- "Under an old brass paperweight
- Is my list of things to do today
- Go to the bank and the hardware store
- Put a new lock on the cellar door.
- I cross 'em off as I get 'em done
- but when the sun is set
- there's still more than a few things left
- I haven't got to yet
- Like, go for a walk
- Say a little prayer
- Take a deep breath of mountain air
- Put on my glove and play some catch
- It's time that I make time for that
- Wade the shore, cast a line
- Look up an old lost friend of mine
- Sit on the porch and give my girl a kiss
- Start livin, that's the next thing on my list"
I began listening to country music around the end of 1991. That was the year everyone was talking about that new Billy Ray Cyrus song, "Achy Breaky Heart," and I just did not understand. What was so good about that song? Curiosity is what led me to the country station so I could hear it for myself. That's when I heard songs like Joe Diffie's "Ships That Don't Come In" and Reba's "The Night the Lights Went Out in Georgia"
"These songs are like little movies," I thought. So I stayed.
Back then there was no musical streaming. No googling lyrics. You tuned in to the country station and you bought CDs. Courtesy of a Columbia House membership (which was canceled after I got the introductory deal), I started buying them up: John Anderson, Clint Black, Lorrie Morgan and new-to-the-country-scene Toby Keith.
Since "Should've Been a Cowboy," (the most-played song of the '90s) I had all of Toby Keith's albums from the beginning. I blasted "Boom Town" while cleaning the house on the weekends. My kids grew up singing, "How Do You Like Me Now?" and "Courtesy of the Red, White and Blue." We sang "Mockingbird" in parts around the fire at camp. As a new widow, I sobbed alone on the weekends to "We Were In Love."
Years later, when I began to date concert-enthusiast Chuck, he saw the thread of Toby songs (one hit song every year for two decades) in so many of my memories. He understood what they meant to the Tanner family. So, he made it a goal to get me to see him live.
Last June, we had tickets.
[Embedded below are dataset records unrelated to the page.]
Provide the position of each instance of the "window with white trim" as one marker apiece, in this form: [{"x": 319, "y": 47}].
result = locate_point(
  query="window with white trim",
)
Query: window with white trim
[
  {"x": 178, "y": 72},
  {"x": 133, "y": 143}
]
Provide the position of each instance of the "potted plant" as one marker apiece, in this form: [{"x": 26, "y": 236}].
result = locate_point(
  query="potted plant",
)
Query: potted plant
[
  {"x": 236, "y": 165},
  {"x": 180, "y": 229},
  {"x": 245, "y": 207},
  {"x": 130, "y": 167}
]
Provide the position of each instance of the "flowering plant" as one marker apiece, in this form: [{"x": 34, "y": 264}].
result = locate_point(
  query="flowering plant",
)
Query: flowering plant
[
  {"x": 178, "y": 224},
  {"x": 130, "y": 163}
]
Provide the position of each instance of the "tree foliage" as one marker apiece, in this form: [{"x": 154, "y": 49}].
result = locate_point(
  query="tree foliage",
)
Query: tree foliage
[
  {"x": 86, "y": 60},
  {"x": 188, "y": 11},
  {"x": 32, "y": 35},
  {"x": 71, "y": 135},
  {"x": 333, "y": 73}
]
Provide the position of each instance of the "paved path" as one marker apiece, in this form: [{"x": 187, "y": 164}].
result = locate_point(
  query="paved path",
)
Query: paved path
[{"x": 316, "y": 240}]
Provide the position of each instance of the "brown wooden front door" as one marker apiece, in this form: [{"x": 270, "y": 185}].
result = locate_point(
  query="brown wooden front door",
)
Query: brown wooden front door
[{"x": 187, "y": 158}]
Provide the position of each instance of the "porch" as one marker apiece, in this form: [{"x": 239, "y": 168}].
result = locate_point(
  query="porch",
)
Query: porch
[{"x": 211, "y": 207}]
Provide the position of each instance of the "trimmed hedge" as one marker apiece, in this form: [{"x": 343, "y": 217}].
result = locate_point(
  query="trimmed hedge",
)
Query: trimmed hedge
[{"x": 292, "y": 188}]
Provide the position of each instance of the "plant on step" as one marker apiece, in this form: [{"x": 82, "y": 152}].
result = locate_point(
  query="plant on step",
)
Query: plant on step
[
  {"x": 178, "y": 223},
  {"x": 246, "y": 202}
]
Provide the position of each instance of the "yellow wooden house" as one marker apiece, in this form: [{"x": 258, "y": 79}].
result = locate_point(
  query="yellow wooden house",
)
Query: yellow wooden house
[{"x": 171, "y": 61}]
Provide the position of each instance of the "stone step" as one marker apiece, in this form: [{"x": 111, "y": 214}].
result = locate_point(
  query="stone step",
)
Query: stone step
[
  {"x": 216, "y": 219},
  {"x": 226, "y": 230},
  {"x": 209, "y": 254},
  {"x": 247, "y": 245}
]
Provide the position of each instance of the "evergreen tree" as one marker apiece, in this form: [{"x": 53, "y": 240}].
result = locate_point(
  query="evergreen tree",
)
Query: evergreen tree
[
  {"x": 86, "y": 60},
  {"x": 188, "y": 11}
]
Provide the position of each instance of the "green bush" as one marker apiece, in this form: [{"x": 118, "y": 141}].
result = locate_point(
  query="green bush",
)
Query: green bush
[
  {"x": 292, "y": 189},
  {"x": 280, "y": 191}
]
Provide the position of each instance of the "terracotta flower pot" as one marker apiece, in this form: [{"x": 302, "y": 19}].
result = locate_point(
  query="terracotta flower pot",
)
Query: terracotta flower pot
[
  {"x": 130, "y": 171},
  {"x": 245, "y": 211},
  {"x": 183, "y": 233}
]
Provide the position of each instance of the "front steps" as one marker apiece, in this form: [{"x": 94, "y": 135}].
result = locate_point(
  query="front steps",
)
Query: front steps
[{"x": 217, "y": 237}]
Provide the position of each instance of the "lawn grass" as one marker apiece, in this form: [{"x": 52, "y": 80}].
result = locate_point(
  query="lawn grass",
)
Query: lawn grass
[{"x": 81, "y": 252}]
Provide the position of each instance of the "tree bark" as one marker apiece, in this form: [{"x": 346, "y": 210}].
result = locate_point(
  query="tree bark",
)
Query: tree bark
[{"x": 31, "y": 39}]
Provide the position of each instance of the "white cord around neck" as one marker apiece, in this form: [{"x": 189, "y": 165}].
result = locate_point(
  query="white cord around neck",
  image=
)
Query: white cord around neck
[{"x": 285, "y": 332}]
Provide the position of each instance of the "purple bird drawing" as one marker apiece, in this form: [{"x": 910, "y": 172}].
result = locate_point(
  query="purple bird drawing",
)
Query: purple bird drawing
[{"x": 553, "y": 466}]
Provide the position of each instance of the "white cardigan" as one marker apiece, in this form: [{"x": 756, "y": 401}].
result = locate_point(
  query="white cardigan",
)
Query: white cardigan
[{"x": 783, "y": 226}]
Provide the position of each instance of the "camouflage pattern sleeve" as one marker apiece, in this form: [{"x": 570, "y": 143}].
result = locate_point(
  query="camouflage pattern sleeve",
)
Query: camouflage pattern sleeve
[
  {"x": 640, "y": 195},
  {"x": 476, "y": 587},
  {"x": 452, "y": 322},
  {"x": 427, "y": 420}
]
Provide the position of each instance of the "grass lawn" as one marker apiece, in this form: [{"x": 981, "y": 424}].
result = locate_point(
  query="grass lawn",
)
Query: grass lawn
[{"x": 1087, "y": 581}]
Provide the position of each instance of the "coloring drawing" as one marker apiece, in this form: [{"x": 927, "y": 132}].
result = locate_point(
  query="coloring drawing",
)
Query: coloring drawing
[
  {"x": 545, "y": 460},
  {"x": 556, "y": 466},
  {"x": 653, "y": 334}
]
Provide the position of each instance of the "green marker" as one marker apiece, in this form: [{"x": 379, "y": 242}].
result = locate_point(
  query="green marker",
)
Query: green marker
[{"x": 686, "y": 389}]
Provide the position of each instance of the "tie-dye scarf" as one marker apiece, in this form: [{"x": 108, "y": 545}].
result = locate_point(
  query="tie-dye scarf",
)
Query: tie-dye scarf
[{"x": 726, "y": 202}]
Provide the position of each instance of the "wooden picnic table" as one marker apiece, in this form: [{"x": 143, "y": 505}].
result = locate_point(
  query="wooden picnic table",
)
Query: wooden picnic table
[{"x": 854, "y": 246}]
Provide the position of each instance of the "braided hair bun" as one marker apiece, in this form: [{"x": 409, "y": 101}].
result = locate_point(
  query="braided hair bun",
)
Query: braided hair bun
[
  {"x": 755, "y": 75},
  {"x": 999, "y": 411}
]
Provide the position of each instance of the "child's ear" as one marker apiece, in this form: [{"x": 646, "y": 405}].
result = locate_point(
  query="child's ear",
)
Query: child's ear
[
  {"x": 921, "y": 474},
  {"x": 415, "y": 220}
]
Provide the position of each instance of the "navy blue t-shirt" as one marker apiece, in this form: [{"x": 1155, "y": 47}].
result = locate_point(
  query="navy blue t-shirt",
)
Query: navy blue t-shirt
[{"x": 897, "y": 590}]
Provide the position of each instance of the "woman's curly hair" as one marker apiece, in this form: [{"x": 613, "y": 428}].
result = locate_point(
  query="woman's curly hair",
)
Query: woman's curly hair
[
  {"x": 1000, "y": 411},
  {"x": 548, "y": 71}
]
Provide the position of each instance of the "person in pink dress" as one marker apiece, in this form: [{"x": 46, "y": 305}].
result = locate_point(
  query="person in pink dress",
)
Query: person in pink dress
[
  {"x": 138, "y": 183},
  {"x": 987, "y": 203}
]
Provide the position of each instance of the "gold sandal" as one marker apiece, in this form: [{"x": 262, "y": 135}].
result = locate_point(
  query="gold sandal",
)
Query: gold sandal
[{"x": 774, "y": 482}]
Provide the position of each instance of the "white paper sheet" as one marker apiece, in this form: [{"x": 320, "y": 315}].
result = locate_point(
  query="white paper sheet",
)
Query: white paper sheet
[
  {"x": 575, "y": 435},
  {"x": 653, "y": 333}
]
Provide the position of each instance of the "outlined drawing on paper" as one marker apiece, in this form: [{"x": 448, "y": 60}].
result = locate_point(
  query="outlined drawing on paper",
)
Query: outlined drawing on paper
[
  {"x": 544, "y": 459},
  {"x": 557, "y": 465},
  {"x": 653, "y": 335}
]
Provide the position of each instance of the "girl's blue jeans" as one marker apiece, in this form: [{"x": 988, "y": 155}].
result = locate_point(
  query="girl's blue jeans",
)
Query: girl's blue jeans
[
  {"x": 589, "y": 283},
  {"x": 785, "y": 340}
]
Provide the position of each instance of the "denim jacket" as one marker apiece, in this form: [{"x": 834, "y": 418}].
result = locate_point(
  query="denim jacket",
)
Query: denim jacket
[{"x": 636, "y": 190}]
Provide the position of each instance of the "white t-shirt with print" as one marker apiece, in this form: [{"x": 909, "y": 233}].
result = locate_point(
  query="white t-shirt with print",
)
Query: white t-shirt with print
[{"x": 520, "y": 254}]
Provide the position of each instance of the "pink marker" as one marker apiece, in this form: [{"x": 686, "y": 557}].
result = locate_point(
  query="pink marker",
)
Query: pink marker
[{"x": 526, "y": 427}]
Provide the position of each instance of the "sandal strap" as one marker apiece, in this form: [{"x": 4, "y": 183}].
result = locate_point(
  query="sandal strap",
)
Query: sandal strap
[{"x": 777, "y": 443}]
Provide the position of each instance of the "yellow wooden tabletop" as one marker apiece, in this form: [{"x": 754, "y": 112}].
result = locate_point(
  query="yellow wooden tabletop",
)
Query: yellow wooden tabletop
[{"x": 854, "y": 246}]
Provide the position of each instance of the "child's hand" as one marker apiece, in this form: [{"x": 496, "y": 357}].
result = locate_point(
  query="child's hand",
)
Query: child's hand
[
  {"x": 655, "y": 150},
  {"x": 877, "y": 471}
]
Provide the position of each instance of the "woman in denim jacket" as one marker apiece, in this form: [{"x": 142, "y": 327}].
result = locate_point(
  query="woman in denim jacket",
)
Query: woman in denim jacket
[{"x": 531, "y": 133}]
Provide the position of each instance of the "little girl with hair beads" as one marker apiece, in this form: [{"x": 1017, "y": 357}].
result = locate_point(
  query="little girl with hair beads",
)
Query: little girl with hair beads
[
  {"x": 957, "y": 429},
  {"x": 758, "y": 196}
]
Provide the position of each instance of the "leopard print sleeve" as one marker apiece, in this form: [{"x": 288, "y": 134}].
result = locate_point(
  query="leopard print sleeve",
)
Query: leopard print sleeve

Finally! But this concert was canceled last-minute because of the goddamn C-word. It was the same kind that took my Grandpa. It threatened to take my grandma, my mom, and me. Now it's after Toby, too.
Today, as I hear of the sad news of yet another celebrity death. I wonder at myself and these tears that won't stop falling. I didn't know Toby. He wasn't my family. I have suffered real and unimaginable loss. So what's the big deal about this one?
Maybe when you lose someone who made an impression on your life, whether it is by being in it or by writing songs to be the background of it, it just plain hurts.
Toby, if only you had been able to get to all of the things on your list.